Even the warning did not help with her mental state. It only further recalled one of her previous discoveries of the System’s nature, namely the alignments.
“You are pale,” the friar suddenly said.
There was suspicion in his eyes and in his voice, but she could not tell if it was the spiral of madness or truth reported by her senses.
Her senses? What senses? Senses of an einherjar? An unnatural fey? How could she trust how they work? Senses that did not operate the normal way but judged a person’s abilities with a table of stats? Senses that work how the system wills it? Senses and powers optimized to manifest in a direct manner and present simplified information? What was lost in the translation? What had she done truly when she used those powers for her plans?
“Good grief!” Mastema cried. “Never has an einheri troubled themselves so much with matters beyond themselves! You need only to stop thinking about it! You are acting like somone possessed!”
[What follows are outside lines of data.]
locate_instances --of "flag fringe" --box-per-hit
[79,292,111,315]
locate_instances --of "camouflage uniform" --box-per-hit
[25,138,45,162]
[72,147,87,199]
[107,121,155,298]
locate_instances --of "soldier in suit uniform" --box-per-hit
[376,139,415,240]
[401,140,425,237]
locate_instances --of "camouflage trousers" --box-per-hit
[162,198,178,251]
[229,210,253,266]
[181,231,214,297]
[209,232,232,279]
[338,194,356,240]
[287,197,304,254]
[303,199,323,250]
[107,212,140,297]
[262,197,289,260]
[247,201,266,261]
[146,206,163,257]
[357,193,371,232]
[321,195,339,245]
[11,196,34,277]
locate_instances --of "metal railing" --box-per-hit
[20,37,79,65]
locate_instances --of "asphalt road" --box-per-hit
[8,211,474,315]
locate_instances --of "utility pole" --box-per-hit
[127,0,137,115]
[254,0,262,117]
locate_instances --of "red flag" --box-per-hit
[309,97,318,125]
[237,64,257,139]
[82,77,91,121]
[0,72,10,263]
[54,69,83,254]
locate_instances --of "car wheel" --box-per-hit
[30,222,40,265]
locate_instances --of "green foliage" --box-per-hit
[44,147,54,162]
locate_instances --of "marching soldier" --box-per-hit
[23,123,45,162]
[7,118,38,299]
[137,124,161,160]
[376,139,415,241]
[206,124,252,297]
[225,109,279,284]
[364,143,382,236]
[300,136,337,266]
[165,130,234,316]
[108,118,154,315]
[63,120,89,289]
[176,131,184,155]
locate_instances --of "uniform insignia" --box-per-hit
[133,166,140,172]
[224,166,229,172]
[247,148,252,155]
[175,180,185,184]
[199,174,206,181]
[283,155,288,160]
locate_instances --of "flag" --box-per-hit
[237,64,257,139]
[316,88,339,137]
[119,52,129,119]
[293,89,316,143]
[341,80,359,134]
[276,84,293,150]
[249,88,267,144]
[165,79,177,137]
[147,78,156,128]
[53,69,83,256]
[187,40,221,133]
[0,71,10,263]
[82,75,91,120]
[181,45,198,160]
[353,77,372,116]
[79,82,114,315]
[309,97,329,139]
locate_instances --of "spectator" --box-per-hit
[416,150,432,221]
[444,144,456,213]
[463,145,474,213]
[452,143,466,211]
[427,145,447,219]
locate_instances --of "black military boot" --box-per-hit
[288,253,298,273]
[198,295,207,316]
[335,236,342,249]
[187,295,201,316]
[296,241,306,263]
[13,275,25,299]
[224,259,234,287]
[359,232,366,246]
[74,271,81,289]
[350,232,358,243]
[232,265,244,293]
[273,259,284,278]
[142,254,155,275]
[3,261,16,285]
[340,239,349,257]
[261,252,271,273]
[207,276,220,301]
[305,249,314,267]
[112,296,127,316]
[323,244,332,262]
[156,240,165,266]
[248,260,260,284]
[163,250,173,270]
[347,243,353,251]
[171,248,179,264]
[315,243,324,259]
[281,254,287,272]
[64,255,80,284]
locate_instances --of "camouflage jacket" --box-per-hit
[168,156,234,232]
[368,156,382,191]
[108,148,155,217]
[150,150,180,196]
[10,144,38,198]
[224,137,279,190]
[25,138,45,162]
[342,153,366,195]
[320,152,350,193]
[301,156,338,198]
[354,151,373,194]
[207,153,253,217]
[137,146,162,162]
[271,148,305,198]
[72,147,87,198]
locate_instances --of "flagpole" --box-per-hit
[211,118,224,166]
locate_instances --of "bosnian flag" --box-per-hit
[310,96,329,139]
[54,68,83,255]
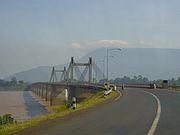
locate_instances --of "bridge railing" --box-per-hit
[114,83,161,89]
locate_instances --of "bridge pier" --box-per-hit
[41,86,43,98]
[30,83,105,106]
[45,84,48,101]
[50,84,55,106]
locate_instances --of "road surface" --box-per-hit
[13,88,180,135]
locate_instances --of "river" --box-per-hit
[0,91,48,121]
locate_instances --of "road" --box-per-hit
[13,88,180,135]
[145,89,180,135]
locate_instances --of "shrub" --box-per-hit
[64,100,72,108]
[0,114,15,125]
[172,82,177,90]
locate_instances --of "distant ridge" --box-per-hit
[6,48,180,83]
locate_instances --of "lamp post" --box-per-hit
[95,59,107,81]
[95,60,102,82]
[106,48,121,81]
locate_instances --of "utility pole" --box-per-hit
[103,59,105,80]
[89,57,92,83]
[70,57,74,82]
[106,48,109,81]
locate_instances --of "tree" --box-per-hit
[114,78,121,83]
[11,77,17,86]
[172,81,177,90]
[138,75,143,80]
[142,77,149,83]
[0,116,2,125]
[121,76,131,84]
[1,114,14,125]
[133,76,137,81]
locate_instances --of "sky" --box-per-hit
[0,0,180,78]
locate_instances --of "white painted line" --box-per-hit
[144,91,161,135]
[114,90,121,101]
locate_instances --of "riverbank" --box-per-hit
[0,91,48,121]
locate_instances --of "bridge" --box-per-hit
[29,57,107,106]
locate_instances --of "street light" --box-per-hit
[95,60,104,82]
[106,48,121,81]
[104,55,114,80]
[95,55,114,82]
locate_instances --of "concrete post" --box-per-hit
[89,57,92,83]
[71,57,74,82]
[63,67,66,81]
[122,83,125,90]
[41,86,43,98]
[45,84,48,101]
[65,89,68,101]
[38,88,40,96]
[72,97,76,109]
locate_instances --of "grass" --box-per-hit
[172,87,180,91]
[0,91,118,135]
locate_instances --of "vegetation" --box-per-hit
[0,91,118,135]
[0,77,17,87]
[99,75,150,84]
[99,75,180,88]
[0,77,27,91]
[0,114,16,127]
[171,79,180,91]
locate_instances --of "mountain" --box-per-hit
[6,66,52,83]
[6,48,180,83]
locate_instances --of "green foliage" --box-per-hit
[11,77,17,86]
[0,116,2,125]
[100,76,180,88]
[0,78,27,91]
[100,75,150,84]
[64,100,72,108]
[172,81,177,90]
[0,114,16,126]
[51,105,68,113]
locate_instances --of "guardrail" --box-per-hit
[115,84,161,89]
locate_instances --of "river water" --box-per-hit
[0,91,48,121]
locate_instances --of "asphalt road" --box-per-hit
[145,89,180,135]
[13,88,180,135]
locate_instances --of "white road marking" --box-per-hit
[114,89,122,101]
[144,91,161,135]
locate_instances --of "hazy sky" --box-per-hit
[0,0,180,78]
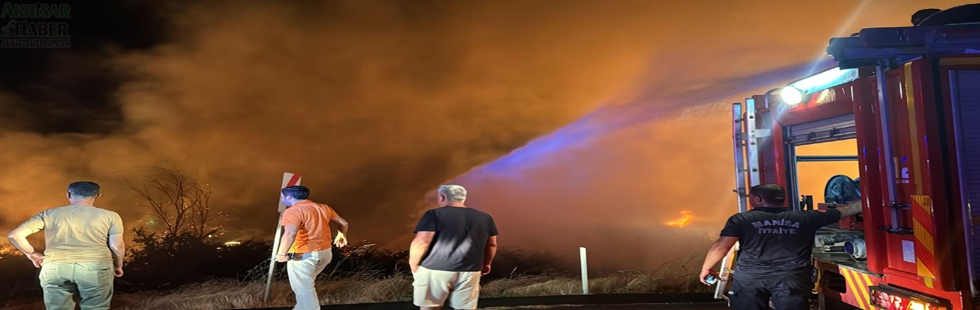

But she was trembling uncontrollably now. Even the situation at hand was no prettier. Had Kamaric or Esme already noticed? They were both well read and the friar Iridel had treated it as a somewhat common subject, even expecting her to already know it. But how could they tell? The Veil of Semblance and Sedative Miasma were both without clear-cut real-world effects, it was not like they could observe how these powers interact with the environment, since it was a mental thing. And yet magic which directly influenced the mind could be something classified as unnatural magic.
Somewhere beside her, the friar’s voice echoed, “You ought to go to the physician. You look beyond sick.”
But before she could respond, there came from the garden below a deafening and unearthly sound, that of something broken, and the screams of the inquisitor's men.